Jesse and I had dentist appointments back to back, and I also had to ship some mantids. I ususally wait until the last minute to ship before the post office closes to maximize heat pack time and less time in transit. We had late afternoon appointments, so I packed the mantids up and took them with us to drop off at the post office after we got done at the dentist. But I didn't want to leave them in the car because it was 30F. outside, and we would be there for a while... so we took them in with us.

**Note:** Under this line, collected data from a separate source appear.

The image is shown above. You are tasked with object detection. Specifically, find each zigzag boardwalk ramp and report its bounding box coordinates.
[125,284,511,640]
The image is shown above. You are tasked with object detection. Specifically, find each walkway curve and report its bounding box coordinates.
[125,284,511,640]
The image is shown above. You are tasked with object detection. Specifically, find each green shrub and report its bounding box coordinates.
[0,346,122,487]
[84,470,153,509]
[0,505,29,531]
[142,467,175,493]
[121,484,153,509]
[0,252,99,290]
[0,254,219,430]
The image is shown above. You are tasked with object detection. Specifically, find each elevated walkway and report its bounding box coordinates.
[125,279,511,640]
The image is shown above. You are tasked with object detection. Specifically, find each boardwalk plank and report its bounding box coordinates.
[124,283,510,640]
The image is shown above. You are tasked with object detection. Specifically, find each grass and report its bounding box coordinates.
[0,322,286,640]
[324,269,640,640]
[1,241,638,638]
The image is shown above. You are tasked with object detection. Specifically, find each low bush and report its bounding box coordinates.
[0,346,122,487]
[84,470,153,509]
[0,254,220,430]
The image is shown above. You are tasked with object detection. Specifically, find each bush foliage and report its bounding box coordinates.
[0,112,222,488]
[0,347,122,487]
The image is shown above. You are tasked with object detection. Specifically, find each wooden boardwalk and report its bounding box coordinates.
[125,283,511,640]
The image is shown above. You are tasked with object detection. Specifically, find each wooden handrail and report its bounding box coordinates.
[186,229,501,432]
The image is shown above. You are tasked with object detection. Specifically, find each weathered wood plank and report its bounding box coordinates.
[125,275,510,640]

Jesse didn't even want to help me carry the boxes, he was so embarrassed taking them into the dentist office. He said, "I'm not with her!" and even distanced himself from me in the waiting room.  The receptionist was curious and asked what I had in the boxes (I'm sure she was wondering why I was carrying postal boxes in with me to my appointment). When I told her, she and all the other gals behind the desk got all excited (and some freaked out). But they told me they usually have one funny or strange thing that happens for the day... and I won the prize for bringing in boxes of exotic mantids to my dental appointment, lol.


----------



## hibiscusmile (Dec 8, 2009)

Did u get any new teeth for a prize  lol


----------



## Katnapper (Dec 8, 2009)

hibiscusmile said:


> Did u get any new teeth for a prize  lol


Unfortunately, yes, lol. I had a filling come loose on a tooth that had another filling on the other side of it. He said the part that came loose is so close to the root that he can't re-fill it. I'll have to have either a crown or also a root canal done on that one. What a prize!!


----------



## Katnapper (Dec 18, 2009)

My son - "Mom, can I stay and eat supper at Matthew's... they invited me?"

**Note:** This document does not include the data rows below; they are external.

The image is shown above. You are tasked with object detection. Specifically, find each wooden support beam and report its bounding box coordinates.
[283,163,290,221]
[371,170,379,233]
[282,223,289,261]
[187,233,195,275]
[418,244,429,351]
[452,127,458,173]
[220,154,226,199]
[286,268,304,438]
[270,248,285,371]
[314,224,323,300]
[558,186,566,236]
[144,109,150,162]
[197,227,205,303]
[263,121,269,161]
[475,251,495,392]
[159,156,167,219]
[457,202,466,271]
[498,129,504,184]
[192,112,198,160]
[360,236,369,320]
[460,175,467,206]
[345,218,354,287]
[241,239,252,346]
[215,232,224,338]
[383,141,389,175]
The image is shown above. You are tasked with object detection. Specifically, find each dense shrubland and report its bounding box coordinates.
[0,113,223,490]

Yay!!! No figuring out what to make for supper!  I'm just snacking on this and that tonight and calling it good!


----------



## PhilinYuma (Dec 19, 2009)

Sunny, at the supermarket: "Oh, was I supposed to bring the credit card?"

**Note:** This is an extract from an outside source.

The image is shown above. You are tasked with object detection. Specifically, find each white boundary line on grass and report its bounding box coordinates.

Lisa is out of town for a week, so I took Sunny and Lisa's boyfriend , Nick, to the store to stock up for the next week, mainly to ensure that Sunny gets the food she likes. Lisa and I had both put money into her credit card account. The bill for the three of us, plus food for Tucker and the cats came to about $150, and since Sunny had forgotten the card, boyfriend paid the bill! Tucker says, "Thanks for the fud!"


----------



## ZoeRipper (Dec 19, 2009)

"All the mantises are still alive!"

Our gas got shut off, and I put their cups underneath a light. I staid up till about 2am, then fell asleep. Ryan woke me up at about 8 this morning to ecstatically tell me that they had all survived the night!


----------



## Katnapper (Dec 19, 2009)

PhilinYuma said:


> Sunny, at the supermarket: "Oh, was I supposed to bring the credit card?"Lisa is out of town for a week, so I took Sunny and Lisa's boyfriend , Nick, to the store to stock up for the next week, mainly to ensure that Sunny gets the food she likes. Lisa and I had both put money into her credit card account. The bill for the three of us, plus food for Tucker and the cats came to about $150, and since Sunny had forgotten the card, boyfriend paid the bill! Tucker says, "Thanks for the fud!"


Food costs a lot of money...



ZoeRipper said:


> "All the mantises are still alive!"Our gas got shut off, and I put their cups underneath a light. I staid up till about 2am, then fell asleep. Ryan woke me up at about 8 this morning to ecstatically tell me that they had all survived the night!


And so does the gas bill.  I hope you get it back on soon!


----------



## ZoeRipper (Dec 19, 2009)

Eh, we got it back on at like 9:30am.

I was SO happy.


----------



## Emile.Wilson (Dec 19, 2009)

Doctor: What year is it?

Me: uhhhhhhhhhhhhhhhhhh 2008?

Doctor: sorry It's actually 2009

this didnt happen today, but i had a concussion a few weeks ago, and lost a bit of memory -.-


----------



## Katnapper (Dec 19, 2009)

Emile said:


> Doctor: What year is it?Me: uhhhhhhhhhhhhhhhhhh 2008?
> 
> Doctor: sorry It's actually 2009
> 
> this didnt happen today, but i had a concussion a few weeks ago, and lost a bit of memory -.-


Gee, Emile, :lol: that's kind of funny... but then again it isn't. :huh: What happened?


----------



## Emile.Wilson (Dec 19, 2009)

Katnapper said:


> Gee, Emile, :lol: that's kind of funny... but then again it isn't. :huh: What happened?


I was playing floor hockey in p.e class and I tripped on a hockey stick.


----------



## PhilinYuma (Dec 19, 2009)

Yeah. Folks who talk about the dangers of playing football have never seen English schoolgirls playing field hockey! Murderous!

Right, Becky L?


----------



## hibiscusmile (Dec 19, 2009)

Oh, u guys are all drunk :lol:


----------



## [email protected] (Dec 19, 2009)

I said to one of my friends on the face book chat "YOU!!!" she replys "Sorry but it had to be done to keep the universe in balance". My friends are amazing and funny! :lol:


----------



## Katnapper (Dec 25, 2009)

ZoeRipper said:


> I got a Canon PowerShit SX120 IS for Christmas.


----------



## ZoeRipper (Dec 25, 2009)

Oh lemme 'lone!


----------



## PhilinYuma (Dec 25, 2009)

ZoeRipper said:


> Oh lemme 'lone!


Actually you did us a favor, Zoe, by finding a way around the Crazed Censor that changes the word to ######.

Can you do the same for "he1l"? It is pretty sad to read of the heroic (dumb, but heroic) British Light Brigade at the Battle of Balaclava riding into the "mouth of heck:!


----------



## ZoeRipper (Dec 25, 2009)

"That's hella cool!"

Does that work, perhaps?

(Don't hit me with the banhammer!)


----------